Mali : la stratégie militaire d’Assimi Goïta mise à mal par l’insécurité

Le Mali traverse actuellement l’une des phases les plus sombres de son histoire contemporaine. Arrivé aux commandes par un coup de force en 2020, puis ayant affermi sa position lors d’un second putsch en 2021, le général autoproclamé Assimi Goïta avait placé la restauration de la sécurité et de la souveraineté au sommet de ses priorités. Pourtant, six ans après ces bouleversements, le pouvoir en place semble vaciller sous le poids de défis insurmontables.

Une offensive qui révèle les lacunes du pouvoir

Les discours populistes se heurtent désormais à la dure réalité du terrain. Le 25 avril dernier, une série d’attaques coordonnées a ébranlé les certitudes du régime. Le Groupe de soutien à l’islam et aux musulmans (JNIM), affilié à Al-Qaïda, ainsi que le Front de libération de l’Azawad (FLA), ont mené des assauts d’envergure contre plusieurs positions stratégiques, menaçant même les abords de Bamako. Ce cycle de violences a coûté la vie au ministre de la Défense, Sadio Camara. Dans la partie septentrionale, des villes clés comme Kidal ont échappé à la vigilance de l’armée malienne.

Cette montée en puissance des groupes armés met en lumière les failles d’une autorité qui avait fondé sa crédibilité sur la promesse d’une reconquête territoriale totale.
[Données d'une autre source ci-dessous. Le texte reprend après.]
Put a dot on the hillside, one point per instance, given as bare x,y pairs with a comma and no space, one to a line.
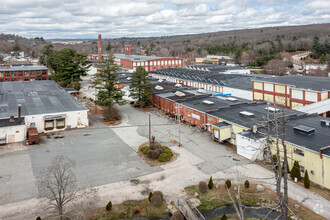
246,45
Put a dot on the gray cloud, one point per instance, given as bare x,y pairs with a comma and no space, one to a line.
130,18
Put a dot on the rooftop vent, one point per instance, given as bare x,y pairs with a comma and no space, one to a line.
159,87
304,130
272,109
247,114
179,93
325,122
201,91
231,99
208,102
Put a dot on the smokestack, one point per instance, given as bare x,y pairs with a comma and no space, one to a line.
19,113
128,50
99,49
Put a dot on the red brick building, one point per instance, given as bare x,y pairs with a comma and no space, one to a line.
23,73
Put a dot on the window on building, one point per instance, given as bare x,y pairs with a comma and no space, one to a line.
299,152
49,125
60,123
302,169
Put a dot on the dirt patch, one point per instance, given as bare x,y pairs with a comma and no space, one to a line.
110,123
152,162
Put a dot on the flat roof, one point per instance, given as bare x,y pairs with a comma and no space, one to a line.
22,68
139,58
301,82
36,97
238,81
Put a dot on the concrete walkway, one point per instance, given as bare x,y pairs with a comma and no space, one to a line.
197,160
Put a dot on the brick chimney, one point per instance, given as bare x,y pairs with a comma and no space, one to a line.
99,49
128,49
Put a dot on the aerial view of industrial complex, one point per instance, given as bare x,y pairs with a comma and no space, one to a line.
164,110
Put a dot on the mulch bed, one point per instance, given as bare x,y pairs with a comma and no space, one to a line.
152,162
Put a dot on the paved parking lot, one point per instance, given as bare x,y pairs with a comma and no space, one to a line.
101,158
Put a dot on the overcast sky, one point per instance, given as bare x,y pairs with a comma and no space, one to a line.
137,18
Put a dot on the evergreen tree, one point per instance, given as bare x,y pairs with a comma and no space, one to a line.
68,65
106,84
140,87
210,185
307,182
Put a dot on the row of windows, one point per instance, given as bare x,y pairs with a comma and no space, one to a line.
22,73
152,63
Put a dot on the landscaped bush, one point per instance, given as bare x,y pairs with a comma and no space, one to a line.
157,198
109,206
111,113
307,182
166,155
144,149
149,197
247,184
210,185
224,217
228,183
153,154
202,187
177,216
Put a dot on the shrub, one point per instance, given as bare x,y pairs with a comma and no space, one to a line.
228,183
109,206
247,184
144,149
157,198
224,217
111,113
153,154
149,197
295,172
166,155
210,185
202,187
307,182
177,216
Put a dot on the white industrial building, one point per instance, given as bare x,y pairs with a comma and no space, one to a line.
44,105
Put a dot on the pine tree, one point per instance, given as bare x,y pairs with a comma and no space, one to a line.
307,182
140,87
210,185
106,84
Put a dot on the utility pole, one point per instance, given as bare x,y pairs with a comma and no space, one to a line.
149,128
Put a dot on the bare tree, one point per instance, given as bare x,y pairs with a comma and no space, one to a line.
58,183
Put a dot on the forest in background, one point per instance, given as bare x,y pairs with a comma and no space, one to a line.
250,46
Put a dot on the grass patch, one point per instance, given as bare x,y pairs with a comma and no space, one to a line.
215,198
127,209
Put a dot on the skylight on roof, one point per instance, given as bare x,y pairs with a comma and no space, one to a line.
231,99
208,102
246,113
159,87
179,93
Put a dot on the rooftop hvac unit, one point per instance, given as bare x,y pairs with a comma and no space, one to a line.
272,109
201,91
304,130
231,99
179,93
247,114
208,102
159,87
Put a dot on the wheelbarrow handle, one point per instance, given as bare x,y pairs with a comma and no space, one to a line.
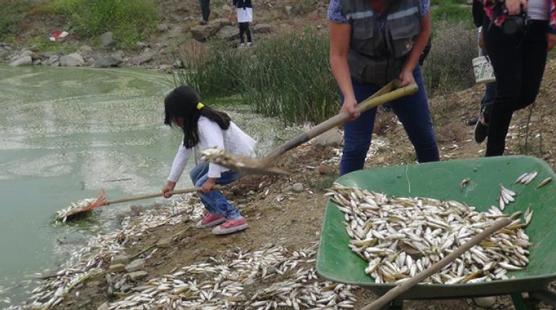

Le mirage de la souveraineté face à la montée des périls

En actant le divorce avec la France et en exigeant le retrait de la MINUSMA, la junte affirmait vouloir rendre au Mali les clés de son destin. Le recours aux mercenaires russes d’Africa Corps était censé garantir cette nouvelle autonomie. Mais le constat est amer : l’insécurité s’est propagée. Les rebelles touaregs du FLA et les factions djihadistes gagnent du terrain, tandis que la pression monte sur Bamako. Cette instabilité régionale montre à quel point l’actualité Niger et la politique Niger sont liées au destin malien au sein du Sahel.

Le narratif souverainiste a surtout servi de justification à un durcissement du régime. Dans ce climat de tension, l’espace politique a été verrouillé, les journalistes sont victimes de pressions constantes et toute voix divergente est immédiatement étouffée sous prétexte de sauvegarde nationale.

Un exécutif acculé sur tous les fronts

Le Mali se retrouve aujourd’hui dans une impasse, tant sur le plan militaire que politique. À l’extérieur, les groupes terroristes prouvent qu’ils conservent une force de frappe redoutable. À l’intérieur, l’usure du commandement et les tensions internes au sein de l’appareil sécuritaire alimentent une incertitude grandissante.

L’ambition de redressement national portée par Assimi Goïta semble s’être transformée en un déclin progressif de l’autorité de l’État. Celui qui voulait incarner le renouveau de la fierté malienne pourrait finalement laisser derrière lui l’image d’un dirigeant ayant assisté à l’effritement de l’unité du pays.